Yosemite National Park has been crippled for the last 100 years. It’s time for healing.
In 1913 – for the only time in American history – by passing The Raker Act, Congress allowed one of our national parks to be invaded and developed by a single municipality. The act permitted San Francisco to build a dam in Yosemite, flooding the once iconic Hetch Hetchy Valley under 300 feet of water.
The decision sparked opposition from more than 200 newspaper editorials nationwide. Though national parks were a recent idea, they had already been widely embraced. But San Francisco’s well-oiled political machine prevailed by exploiting national sympathy for the city in the wake of the devastating 1906 earthquake and fire. On Dec. 19, 1913, President Woodrow Wilson signed the Raker Act into law.
Only three years later, public outrage over the seizure of Hetch Hetchy Valley caused Congress to pass the National Park Service Act. This act ensured that our parks would be preserved and managed for the enjoyment of all Americans. So in many ways, the desecration of Yosemite also inspired our nation’s conservation movement, and no such intrusions in our parks have been allowed since.

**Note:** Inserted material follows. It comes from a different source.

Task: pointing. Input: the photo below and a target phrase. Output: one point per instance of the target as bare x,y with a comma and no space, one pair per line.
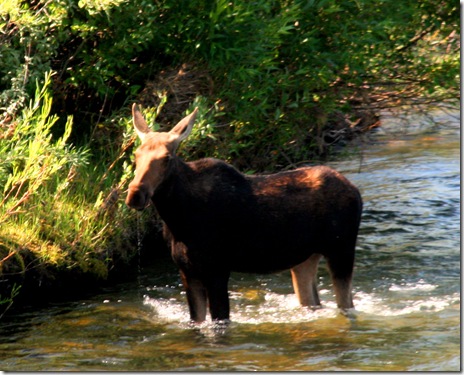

But Hetch Hetchy Valley remains underwater.
When it was created, Hetch Hetchy Reservoir was the largest in the Sierra Nevada region. But it is modest in size by today’s standards and stores only a portion of San Francisco’s water. A series of studies, including those by the U.S. government, UC Davis and the Environmental Defense Fund, have shown that San Francisco could divert its water outside of Yosemite.
In other words, San Francisco could meet its water needs without storing water in Yosemite National Park.
Other communities in California have taken actions in far greater magnitude to make our waterways more sustainable. They have restored Mono Lake, improved stream flows on the North Coast and in the Central Valley and diminished the threat to native fish in the Bay Delta. Los Angeles, Orange County and San Jose have developed ambitious water recycling programs and have vastly improved local groundwater management. Central Valley farms have installed enough drip irrigation strips to reach the moon and back, an improvement that also enables more efficient application of fertilizer and pesticides. California’s largest water agencies, in the urban and agricultural sectors alike, have invested in ambitious groundwater banking programs in Kern County.
But San Francisco officials have shown no interest in even thinking about ending its occupation of Yosemite. In 2006, when the California Department of Water Resources reviewed the feasibility of the restoration of Hetch Hetchy Valley, San Francisco declined to provide any analysis. And in 2012, when an initiative to draft a restoration plan was placed before voters, city politicians locked arms to ensure its defeat.
San Francisco may have a “green” reputation, but if we wait for the city to reconsider its water system, we may be waiting another century. It’s time for an intervention. Congress should hold hearings on the potential for restoration of Hetch Hetchy Valley as part of California’s overall water portfolio. Rational independent analysis will confirm that it’s possible to restore Hetch Hetchy Valley while meeting San Francisco’s water needs.
Restoration of Hetch Hetchy Valley will not only restore the integrity of Yosemite National Park, it will also resurrect one of the most ecologically diverse and scenic areas in our national park system – a twin of the famed Yosemite Valley, 15 miles to its south.
It’s time to return Yosemite’s Hetch Hetchy Valley to the American people.
Spreck Rosekrans is executive director of Restore Hetch Hetchy.